On Monday came the news that Jeffrey Bezos, CEO of online retailer Amazon.com, is purchasing the Washington Post for $250 million in cash. Forbes puts Bezos’ net worth at $25.2 billion as of March. 

Included in the Washington Post deal is the Post’s web site, the Express newspaper, Gazette Newspapers, Southern Maryland Newspapers, Fairfax County Times, the Spanish-language newspaper El Tiempo Latino as well as a production and printing plant. The Post’s real estate is not included.  

Former U.S. Supreme Court Justice Louis Brandeis famously said, “We must make our choice. We may have democracy, or we may have wealth concentrated in the hands of a few, but we can’t have both.” 

With American democracy tragically diminished by the largest income inequality since the 1929 Crash, we are now embarking on an ever more dangerous era where billionaire-owned  media will attempt to explain to 46.2 million Americans living in poverty how this happened in the great land of opportunity; why our great cities are filing for bankruptcy; why one in five children in the wealthiest country in the world go to bed hungry; why millions of bright young college grads are moving back in with their parents because they cannot find a job that pays a living wage. 

Henry and Bezos are not the only billionaires set to control the information flow to a ravaged democracy. Mayor Michael Bloomberg, whose net worth is placed at $27 billion by Forbes, owns the syndicated wire service, Bloomberg News, as well as Bloomberg television. The company says the television division reaches 310 million households globally with 146 news bureaus in 72 countries. 

And there is Rupert Murdoch, worth $11.2 billion. Murdoch is CEO of News Corp which claims 2,000 journalists in more than 50 countries. Its prize brand is Dow Jones, parent of the Wall Street Journal. Both the Wall Street Journal and another News Corp property, the New York Post, host two of the most rabidly pro-corporate editorial pages in the country.   

The comment section of the Washington Post exploded yesterday under the article on the Bezos purchase. One commenter sadly inquired “As billionaires buy up newspapers, parks, art collections, will they let us use them, or not.” The greater danger, of course, is how will the billionaires use the newspapers. 

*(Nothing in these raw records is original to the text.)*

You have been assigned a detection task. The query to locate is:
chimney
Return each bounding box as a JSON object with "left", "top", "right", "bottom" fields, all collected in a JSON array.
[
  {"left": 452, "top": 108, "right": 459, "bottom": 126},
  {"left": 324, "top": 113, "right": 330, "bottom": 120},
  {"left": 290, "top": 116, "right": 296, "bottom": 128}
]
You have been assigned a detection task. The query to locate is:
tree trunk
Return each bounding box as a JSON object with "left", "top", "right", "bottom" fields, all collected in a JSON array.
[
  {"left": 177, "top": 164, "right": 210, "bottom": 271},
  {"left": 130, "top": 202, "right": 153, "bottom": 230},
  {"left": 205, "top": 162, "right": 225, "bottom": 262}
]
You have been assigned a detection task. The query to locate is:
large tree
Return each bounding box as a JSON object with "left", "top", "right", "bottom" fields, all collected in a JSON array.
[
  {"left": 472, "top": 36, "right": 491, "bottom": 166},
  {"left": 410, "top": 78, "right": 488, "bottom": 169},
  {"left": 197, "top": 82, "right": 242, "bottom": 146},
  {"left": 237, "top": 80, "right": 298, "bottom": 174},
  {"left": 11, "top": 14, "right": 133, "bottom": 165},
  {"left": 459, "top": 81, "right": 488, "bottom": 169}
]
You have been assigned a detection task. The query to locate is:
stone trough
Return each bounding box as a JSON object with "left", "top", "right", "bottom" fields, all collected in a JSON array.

Bezos is a billionaire, in part, because he took his company public on Wall Street. Bloomberg is a billionaire because Wall Street uses the Bloomberg data terminal in its offices around the world. Henry is a billionaire because he made his first bundle as a hedge fund trader on Wall Street. 

Because Wall Street’s biggest banks serve as a critical cog in the issuance of U.S. Treasury securities, acting as primary dealers to place or absorb the debt, which in turn funds the United States government – we need unbiased, in-depth, investigative reporting to root out corruption before it becomes embedded as a business model. 

So the question becomes, has corporate-owned media already failed in rooting out and calling out this corruption;  how much worse will it become under layers of billionaires owning our news outlets. 

Paul Farrell, one of the few outspoken critics still on the payroll of Dow Jones’ MarketWatch, offers an apt appraisal of the situation this morning in a column titled “Big Banks Conspiracy is Destroying America.” Speaking of Goldman Sachs, Farrell writes that the company “possesses a certain bold madness and borderline ethical behavior that today has not only been adopted by all its competitors on Wall Street but has also become the moral code running the collective brain of capitalists everywhere, corporate CEOs and Washington politicians.” 

In November of last year, Bezos’ wealth generator, Amazon, borrowed $3 billion in the debt markets. Goldman Sachs and Morgan Stanley were the underwriters. Can we expect Bezos to bite the hand that feeds him; that puts buy or sell rankings on his company?